Christmas Tree Puff Pastry Showstopper
Tomato, Basil and Cheese Filling
Serves up to 12 as an appetiser, a real eye catching talking point on your festive table.
Ingredients:
- 2 sheets ready-made puff pastry (thawed if frozen)
- 250 g ricotta cheese
- 2 cloves fresh garlic, grated
- Juice of ½ lemon
- 100g fresh spinach leaves (wilted and squeezed dry)
- 1 tsp True Origin Lemon Pepper seasoning
- Salt to taste
- 4-5 tbsp Meru Herbs Tomato & Basil Sauce
- 1 egg (for egg wash)
Method:
- Prepare the filling by mixing ricotta, grated garlic, lemon juice, wilted spinach, Lemon Pepper seasoning, and salt in a bowl until smooth and creamy.
- Preheat the oven to 200°C fan (220°C conventional). Roll out both puff pastry sheets to equal size if needed and place one sheet on a baking tray lined with parchment paper.
- Gently score a large Christmas tree shape (triangle with a trunk) on the base sheet.

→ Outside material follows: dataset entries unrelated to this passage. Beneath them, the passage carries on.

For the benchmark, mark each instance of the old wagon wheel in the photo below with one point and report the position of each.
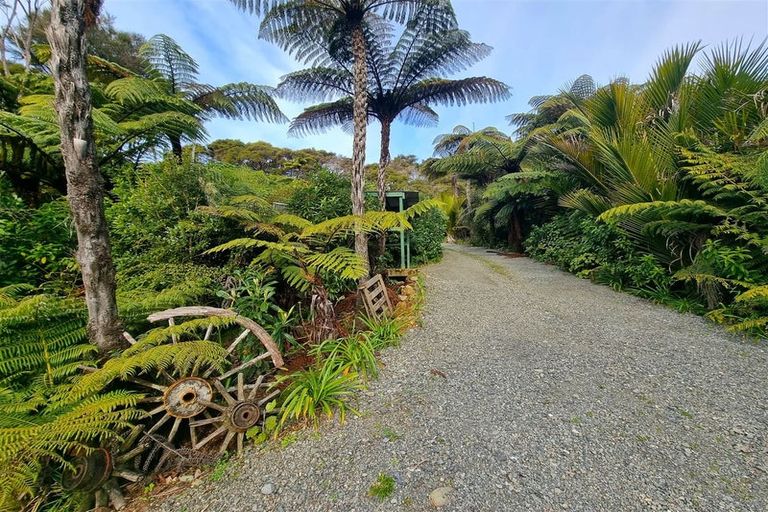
(238, 413)
(181, 398)
(101, 471)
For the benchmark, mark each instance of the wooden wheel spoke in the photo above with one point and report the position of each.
(213, 405)
(268, 397)
(227, 440)
(213, 435)
(159, 408)
(174, 429)
(172, 323)
(240, 387)
(255, 388)
(207, 421)
(245, 365)
(220, 387)
(159, 423)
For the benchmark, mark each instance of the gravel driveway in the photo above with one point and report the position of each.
(530, 389)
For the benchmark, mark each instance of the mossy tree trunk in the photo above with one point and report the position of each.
(85, 187)
(360, 118)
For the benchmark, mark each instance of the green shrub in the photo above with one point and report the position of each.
(326, 195)
(384, 332)
(155, 218)
(383, 487)
(428, 235)
(353, 354)
(319, 390)
(36, 244)
(577, 243)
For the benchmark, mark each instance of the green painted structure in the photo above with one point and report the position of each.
(399, 201)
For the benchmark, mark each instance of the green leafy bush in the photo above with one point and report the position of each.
(428, 235)
(353, 354)
(577, 243)
(325, 195)
(36, 244)
(320, 390)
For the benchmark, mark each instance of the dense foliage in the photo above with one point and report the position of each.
(657, 188)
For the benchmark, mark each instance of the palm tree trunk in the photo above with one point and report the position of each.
(176, 146)
(386, 128)
(66, 35)
(515, 236)
(360, 116)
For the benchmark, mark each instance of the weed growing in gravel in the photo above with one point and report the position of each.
(289, 440)
(383, 487)
(390, 434)
(220, 469)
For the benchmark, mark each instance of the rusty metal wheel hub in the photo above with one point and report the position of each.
(243, 415)
(89, 472)
(187, 397)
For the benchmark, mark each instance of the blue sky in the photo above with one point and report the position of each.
(539, 46)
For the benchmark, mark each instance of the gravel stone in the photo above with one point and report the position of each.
(550, 393)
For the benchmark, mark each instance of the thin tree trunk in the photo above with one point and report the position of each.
(515, 236)
(176, 146)
(6, 32)
(469, 195)
(386, 128)
(85, 188)
(360, 116)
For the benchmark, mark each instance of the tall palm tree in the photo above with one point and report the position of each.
(169, 65)
(404, 81)
(547, 109)
(319, 31)
(66, 35)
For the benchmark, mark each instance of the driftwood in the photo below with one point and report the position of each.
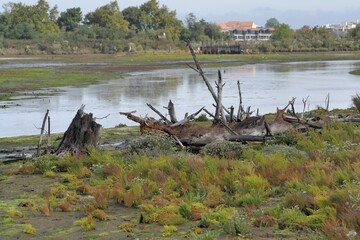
(83, 131)
(43, 131)
(241, 128)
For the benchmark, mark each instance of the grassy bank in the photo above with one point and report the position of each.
(296, 187)
(355, 72)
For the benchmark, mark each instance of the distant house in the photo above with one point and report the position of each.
(246, 31)
(341, 28)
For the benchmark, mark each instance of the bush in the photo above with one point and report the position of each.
(238, 224)
(223, 149)
(356, 101)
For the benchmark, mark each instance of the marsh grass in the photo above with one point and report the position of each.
(309, 186)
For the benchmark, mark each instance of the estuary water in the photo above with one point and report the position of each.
(264, 87)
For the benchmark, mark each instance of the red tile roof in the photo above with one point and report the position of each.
(235, 25)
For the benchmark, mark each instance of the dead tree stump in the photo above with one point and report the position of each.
(83, 131)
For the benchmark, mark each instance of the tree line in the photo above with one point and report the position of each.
(40, 28)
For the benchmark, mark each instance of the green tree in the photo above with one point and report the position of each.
(355, 33)
(108, 16)
(149, 12)
(133, 16)
(70, 19)
(272, 23)
(40, 16)
(283, 36)
(24, 31)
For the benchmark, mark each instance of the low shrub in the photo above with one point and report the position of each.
(224, 149)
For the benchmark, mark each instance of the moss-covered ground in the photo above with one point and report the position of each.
(294, 187)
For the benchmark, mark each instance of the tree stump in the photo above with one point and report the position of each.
(83, 131)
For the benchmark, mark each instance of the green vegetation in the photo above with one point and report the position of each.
(308, 189)
(41, 29)
(355, 72)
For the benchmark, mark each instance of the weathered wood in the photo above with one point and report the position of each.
(159, 113)
(246, 138)
(200, 71)
(231, 114)
(171, 110)
(187, 118)
(42, 133)
(219, 113)
(241, 107)
(83, 131)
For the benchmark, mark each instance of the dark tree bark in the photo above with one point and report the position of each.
(83, 131)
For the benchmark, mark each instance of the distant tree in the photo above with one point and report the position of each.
(108, 16)
(70, 19)
(24, 31)
(213, 31)
(355, 33)
(195, 28)
(148, 15)
(282, 33)
(283, 36)
(40, 16)
(272, 23)
(133, 16)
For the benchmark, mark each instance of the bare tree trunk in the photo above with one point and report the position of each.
(219, 113)
(171, 110)
(241, 108)
(200, 71)
(83, 131)
(158, 113)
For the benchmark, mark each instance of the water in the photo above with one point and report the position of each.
(264, 86)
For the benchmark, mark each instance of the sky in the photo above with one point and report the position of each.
(295, 13)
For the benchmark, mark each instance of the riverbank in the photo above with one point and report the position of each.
(33, 76)
(294, 187)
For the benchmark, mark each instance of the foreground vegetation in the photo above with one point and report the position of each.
(294, 187)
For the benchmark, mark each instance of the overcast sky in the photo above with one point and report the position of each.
(295, 13)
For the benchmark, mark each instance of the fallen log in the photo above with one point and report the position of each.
(83, 131)
(245, 138)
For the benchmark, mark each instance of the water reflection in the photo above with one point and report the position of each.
(264, 86)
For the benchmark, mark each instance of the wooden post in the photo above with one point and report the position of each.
(231, 113)
(200, 71)
(241, 108)
(219, 113)
(42, 133)
(171, 109)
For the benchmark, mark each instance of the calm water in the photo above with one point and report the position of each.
(264, 86)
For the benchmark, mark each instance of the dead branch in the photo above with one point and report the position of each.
(304, 103)
(159, 113)
(241, 107)
(187, 118)
(42, 133)
(171, 110)
(327, 102)
(200, 71)
(219, 113)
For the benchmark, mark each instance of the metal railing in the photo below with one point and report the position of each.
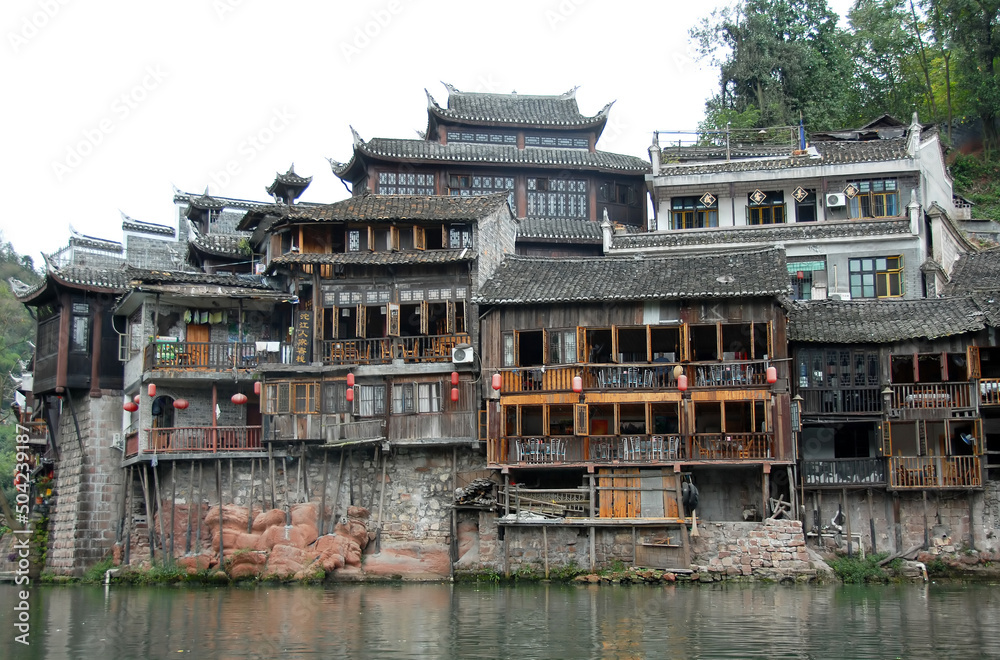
(202, 439)
(935, 472)
(843, 471)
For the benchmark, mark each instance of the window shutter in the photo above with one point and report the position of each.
(361, 321)
(450, 329)
(393, 311)
(972, 358)
(581, 419)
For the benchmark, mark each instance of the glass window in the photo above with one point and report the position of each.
(876, 277)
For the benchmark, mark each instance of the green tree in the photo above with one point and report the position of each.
(786, 58)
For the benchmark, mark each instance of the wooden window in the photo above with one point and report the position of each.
(691, 213)
(767, 210)
(402, 399)
(876, 277)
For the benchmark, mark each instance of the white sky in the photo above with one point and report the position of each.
(111, 102)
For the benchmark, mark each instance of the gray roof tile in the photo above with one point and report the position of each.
(881, 321)
(537, 280)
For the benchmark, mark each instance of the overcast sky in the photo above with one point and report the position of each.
(110, 103)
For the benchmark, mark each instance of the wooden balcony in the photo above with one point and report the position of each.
(914, 400)
(989, 392)
(610, 377)
(208, 356)
(197, 439)
(844, 472)
(847, 400)
(383, 350)
(922, 472)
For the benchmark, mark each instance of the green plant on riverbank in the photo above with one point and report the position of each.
(854, 570)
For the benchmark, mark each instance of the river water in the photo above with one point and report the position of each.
(524, 621)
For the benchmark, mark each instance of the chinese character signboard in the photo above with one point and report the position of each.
(302, 338)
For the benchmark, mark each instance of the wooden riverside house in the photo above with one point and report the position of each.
(539, 149)
(590, 355)
(890, 393)
(383, 288)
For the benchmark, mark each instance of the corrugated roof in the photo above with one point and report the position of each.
(536, 280)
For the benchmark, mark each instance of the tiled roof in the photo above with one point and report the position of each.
(836, 153)
(138, 276)
(535, 280)
(515, 109)
(976, 271)
(881, 321)
(289, 178)
(797, 231)
(369, 207)
(561, 229)
(131, 224)
(377, 258)
(542, 157)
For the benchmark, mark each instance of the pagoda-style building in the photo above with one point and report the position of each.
(539, 148)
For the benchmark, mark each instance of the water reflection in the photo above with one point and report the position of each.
(528, 621)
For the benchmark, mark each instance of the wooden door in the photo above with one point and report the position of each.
(197, 344)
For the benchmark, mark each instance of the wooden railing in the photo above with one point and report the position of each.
(383, 350)
(731, 446)
(989, 391)
(205, 355)
(842, 400)
(935, 472)
(843, 471)
(628, 377)
(922, 396)
(202, 439)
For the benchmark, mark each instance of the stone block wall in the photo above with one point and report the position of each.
(88, 479)
(772, 549)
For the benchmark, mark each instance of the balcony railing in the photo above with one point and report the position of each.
(731, 446)
(209, 439)
(628, 377)
(914, 472)
(842, 400)
(843, 471)
(383, 350)
(207, 355)
(924, 396)
(989, 392)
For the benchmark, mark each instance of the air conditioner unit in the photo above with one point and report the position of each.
(462, 354)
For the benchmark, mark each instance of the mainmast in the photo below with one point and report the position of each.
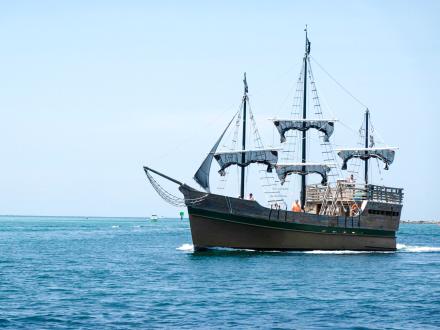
(243, 143)
(367, 117)
(304, 132)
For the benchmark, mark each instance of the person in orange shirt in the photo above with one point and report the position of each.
(296, 207)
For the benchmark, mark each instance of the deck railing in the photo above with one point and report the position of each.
(347, 191)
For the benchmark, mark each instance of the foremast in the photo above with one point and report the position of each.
(243, 142)
(367, 118)
(304, 131)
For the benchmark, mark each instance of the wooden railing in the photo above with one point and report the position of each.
(348, 191)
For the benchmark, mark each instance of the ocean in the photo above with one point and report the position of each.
(125, 273)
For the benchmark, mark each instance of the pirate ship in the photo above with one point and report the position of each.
(336, 213)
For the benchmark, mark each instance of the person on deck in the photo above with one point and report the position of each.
(296, 207)
(351, 179)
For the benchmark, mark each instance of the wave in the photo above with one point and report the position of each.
(400, 248)
(344, 252)
(186, 247)
(417, 249)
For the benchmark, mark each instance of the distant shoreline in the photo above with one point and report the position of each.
(422, 222)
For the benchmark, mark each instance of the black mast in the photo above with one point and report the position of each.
(304, 134)
(243, 143)
(367, 116)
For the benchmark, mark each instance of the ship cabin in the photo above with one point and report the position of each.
(353, 199)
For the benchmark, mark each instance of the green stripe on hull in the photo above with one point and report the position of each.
(289, 225)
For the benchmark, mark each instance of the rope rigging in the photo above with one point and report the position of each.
(170, 198)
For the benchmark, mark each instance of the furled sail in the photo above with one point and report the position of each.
(261, 156)
(283, 170)
(322, 125)
(202, 174)
(384, 154)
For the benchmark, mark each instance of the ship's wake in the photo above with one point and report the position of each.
(401, 248)
(417, 249)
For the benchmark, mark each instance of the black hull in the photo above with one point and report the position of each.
(219, 221)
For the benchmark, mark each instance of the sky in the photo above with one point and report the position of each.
(90, 91)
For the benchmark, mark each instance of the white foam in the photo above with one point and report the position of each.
(186, 247)
(344, 252)
(417, 249)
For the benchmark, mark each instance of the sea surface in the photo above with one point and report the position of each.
(125, 273)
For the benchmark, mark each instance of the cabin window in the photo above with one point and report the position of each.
(381, 212)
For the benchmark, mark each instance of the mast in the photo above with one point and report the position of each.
(304, 132)
(243, 142)
(367, 116)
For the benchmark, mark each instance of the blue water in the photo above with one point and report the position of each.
(70, 273)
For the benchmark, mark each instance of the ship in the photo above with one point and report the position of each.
(337, 213)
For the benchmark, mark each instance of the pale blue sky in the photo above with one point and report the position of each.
(92, 90)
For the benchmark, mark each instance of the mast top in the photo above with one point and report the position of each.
(246, 90)
(307, 45)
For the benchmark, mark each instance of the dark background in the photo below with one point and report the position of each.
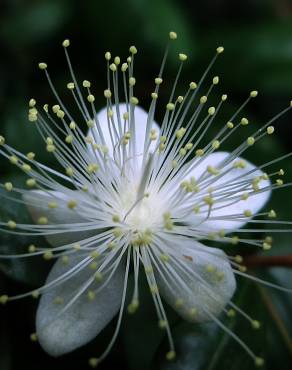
(257, 36)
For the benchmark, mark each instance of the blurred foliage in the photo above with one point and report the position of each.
(257, 38)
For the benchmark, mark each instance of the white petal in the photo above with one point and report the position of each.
(141, 117)
(38, 207)
(84, 319)
(254, 203)
(208, 291)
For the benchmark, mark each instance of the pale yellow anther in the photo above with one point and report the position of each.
(117, 232)
(86, 83)
(72, 125)
(69, 171)
(244, 121)
(117, 60)
(70, 85)
(90, 123)
(180, 133)
(272, 214)
(3, 299)
(30, 156)
(170, 355)
(267, 246)
(148, 270)
(56, 108)
(124, 67)
(8, 186)
(126, 116)
(172, 35)
(211, 111)
(32, 117)
(182, 57)
(215, 144)
(170, 106)
(32, 103)
(182, 152)
(30, 183)
(239, 164)
(230, 125)
(133, 49)
(253, 94)
(213, 170)
(215, 80)
(200, 152)
(238, 259)
(11, 224)
(92, 168)
(174, 164)
(50, 148)
(43, 65)
(66, 43)
(193, 85)
(132, 81)
(90, 98)
(134, 100)
(69, 139)
(48, 255)
(247, 213)
(158, 80)
(270, 130)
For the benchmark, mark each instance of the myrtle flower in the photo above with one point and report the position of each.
(132, 195)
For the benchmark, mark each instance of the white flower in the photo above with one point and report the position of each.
(133, 194)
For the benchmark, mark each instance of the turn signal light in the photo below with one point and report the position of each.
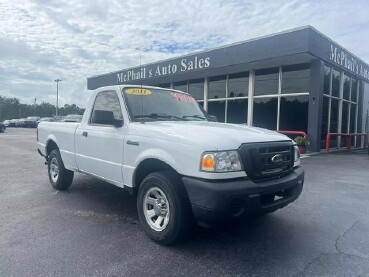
(208, 162)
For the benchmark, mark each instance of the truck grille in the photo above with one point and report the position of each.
(267, 160)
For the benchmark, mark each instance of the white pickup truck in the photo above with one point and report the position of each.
(159, 144)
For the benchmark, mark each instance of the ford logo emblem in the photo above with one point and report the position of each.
(276, 159)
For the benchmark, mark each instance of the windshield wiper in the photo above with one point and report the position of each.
(194, 116)
(159, 115)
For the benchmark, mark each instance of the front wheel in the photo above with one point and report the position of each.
(60, 177)
(163, 207)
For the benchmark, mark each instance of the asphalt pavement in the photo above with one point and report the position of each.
(93, 229)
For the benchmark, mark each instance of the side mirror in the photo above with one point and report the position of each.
(213, 118)
(118, 123)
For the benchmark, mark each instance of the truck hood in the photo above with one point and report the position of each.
(212, 135)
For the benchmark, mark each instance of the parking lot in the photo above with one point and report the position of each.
(93, 229)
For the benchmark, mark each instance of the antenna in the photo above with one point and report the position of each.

Spoon the ricotta-spinach mixture evenly within the scored shape, keeping it inside the outline. Spread a thin layer of Meru Herbs Tomato & Basil Sauce over the ricotta mixture.
- Place the second puff pastry sheet over the filling. Using a sharp knife, cut out the Christmas tree shape and remove the excess pastry (this can be repurposed for twists with leftover filling or other toppings). On each side of the tree, cut horizontal strips about 2 cm apart, leaving the centre intact, and twist each strip gently to form branches.
- Brush the tree with beaten egg for a golden finish and bake for 20–25 minutes, until puffed and golden brown.
- Cool slightly before transferring to a serving board. Garnish with fresh basil and cherry tomatoes (or sundried tomatoes), then finish with a generous dusting of Parmesan and a sprinkle of Lemon Pepper seasoning.